Pope Francis took his cue from the day's Gospel reading from Matthew, in which Jesus is tested by a doctor of the law who asks which is the greatest commandment.
In his response, Jesus first quotes the Book of Deuteronomy in saying that the greatest commandment is to love God with all of one's heart, soul and mind, the pontiff observed.
"And it could have stopped there, (but) instead Jesus adds something that was not requested from the doctor of the law.

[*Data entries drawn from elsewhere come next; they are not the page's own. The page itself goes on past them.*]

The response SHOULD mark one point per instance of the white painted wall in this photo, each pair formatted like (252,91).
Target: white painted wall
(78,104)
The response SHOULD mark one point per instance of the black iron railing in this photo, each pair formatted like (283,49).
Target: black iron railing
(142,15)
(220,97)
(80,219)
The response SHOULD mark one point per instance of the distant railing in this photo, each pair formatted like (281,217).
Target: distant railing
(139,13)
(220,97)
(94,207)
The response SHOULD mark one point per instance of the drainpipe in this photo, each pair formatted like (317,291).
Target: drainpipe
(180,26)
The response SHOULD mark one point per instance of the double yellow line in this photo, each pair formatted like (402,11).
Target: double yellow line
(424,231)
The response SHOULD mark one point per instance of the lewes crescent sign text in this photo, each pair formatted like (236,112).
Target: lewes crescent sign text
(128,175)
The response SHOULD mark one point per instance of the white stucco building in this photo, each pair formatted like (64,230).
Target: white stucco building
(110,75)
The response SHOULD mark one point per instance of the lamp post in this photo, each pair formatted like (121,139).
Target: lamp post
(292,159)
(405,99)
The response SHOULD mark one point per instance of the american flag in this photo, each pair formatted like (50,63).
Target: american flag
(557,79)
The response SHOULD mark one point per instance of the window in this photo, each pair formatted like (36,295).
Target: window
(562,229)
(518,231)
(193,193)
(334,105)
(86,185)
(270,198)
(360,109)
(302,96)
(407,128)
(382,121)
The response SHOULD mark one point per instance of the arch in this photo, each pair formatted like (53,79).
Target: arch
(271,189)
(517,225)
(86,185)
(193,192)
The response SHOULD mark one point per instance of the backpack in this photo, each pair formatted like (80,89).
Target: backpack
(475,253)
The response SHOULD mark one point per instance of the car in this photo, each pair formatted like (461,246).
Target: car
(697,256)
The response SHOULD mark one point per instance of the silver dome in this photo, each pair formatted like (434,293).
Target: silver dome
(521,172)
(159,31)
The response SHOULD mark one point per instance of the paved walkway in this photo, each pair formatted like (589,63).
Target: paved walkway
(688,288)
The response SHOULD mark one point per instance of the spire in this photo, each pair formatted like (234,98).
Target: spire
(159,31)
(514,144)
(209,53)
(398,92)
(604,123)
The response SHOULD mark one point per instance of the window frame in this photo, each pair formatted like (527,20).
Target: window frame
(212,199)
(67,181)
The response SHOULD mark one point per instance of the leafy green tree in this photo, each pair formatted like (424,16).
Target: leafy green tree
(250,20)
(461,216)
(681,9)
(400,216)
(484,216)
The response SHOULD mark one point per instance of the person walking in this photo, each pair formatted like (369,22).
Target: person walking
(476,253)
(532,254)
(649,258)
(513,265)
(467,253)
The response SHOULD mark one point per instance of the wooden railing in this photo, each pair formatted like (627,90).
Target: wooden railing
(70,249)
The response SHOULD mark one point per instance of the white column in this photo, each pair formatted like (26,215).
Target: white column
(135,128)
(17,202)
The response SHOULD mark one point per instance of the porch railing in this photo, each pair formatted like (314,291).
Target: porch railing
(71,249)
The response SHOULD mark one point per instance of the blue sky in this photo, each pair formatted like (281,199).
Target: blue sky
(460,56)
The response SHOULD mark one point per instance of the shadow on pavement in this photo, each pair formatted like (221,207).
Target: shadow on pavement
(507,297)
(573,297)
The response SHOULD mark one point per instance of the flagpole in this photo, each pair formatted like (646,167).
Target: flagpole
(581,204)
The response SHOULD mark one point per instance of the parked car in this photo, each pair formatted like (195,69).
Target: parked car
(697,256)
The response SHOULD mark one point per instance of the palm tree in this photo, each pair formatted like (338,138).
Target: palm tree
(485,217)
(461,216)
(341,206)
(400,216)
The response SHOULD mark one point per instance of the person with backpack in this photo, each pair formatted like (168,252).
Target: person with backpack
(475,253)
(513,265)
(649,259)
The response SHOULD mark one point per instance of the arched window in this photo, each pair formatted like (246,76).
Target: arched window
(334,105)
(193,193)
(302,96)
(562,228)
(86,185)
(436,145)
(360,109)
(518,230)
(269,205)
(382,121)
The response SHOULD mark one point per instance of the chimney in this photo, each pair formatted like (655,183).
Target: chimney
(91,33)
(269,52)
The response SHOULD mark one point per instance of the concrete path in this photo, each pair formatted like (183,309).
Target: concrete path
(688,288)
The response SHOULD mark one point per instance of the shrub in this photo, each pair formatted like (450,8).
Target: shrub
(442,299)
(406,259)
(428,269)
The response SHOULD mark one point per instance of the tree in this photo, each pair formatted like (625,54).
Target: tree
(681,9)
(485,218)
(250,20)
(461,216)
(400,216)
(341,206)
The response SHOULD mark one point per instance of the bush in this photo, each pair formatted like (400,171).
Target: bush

He says: 'The second then is similar to this: love your neighbor as yourself,'" which is also a biblical reference to the Book of Leviticus, the Pope noted.
The Bishop of Rome explained how the true novelty Jesus brings to these commandments is that he puts them together, revealing that they are inseparable and complimentary, "(like) two sides of the same coin."
One of the most visible signs of God's love that a Christian can give is to love one's neighbor, he said, noting how Jesus doesn't put love of God at the top of the list of commandments, but rather "at the center, because it's from the heart that everything begins and to which it must come back."
In the Old Testament, to live in the image of God who is holy included caring for the most vulnerable, such as the orphan and the widow, the Pope observed, explaining that Jesus completes the law by uniting in himself the human and the divine, which now become a single mystery of love.
"In light of the word of Jesus, love is the measure of the faith, and faith is the spirit of love," he said. "No longer can we separate a religious life from service to our brothers, to those concrete brothers we meet."
"No longer can we divide prayer, the encounter with God in the sacraments, from listening to others, from closeness to their lives, especially to their wounds."
The Roman Pontiff concluded his address by pointing that what Jesus gives us in the day's Gospel passage are the fundamental criterion on which to base our lives.
Jesus also and above all gives us his Spirit, the Pope noted, who teaches us to love God and our neighbors "with a free and generous heart" as the Lord did.
"With the intercession of Mary, our mother, let us open ourselves to receive this gift, (and) to walk in the law of love."
After leading faithful in the Marian prayer, Pope Francis drew attention to the example of Blessed Mother Assunta Marchetti, who was beatified yesterday in Brazil, and praised her for her tireless work in helping Italian immigrants.
He closed by offering personal greetings to various communities present, giving an affectionate blessing, and asking for prayers.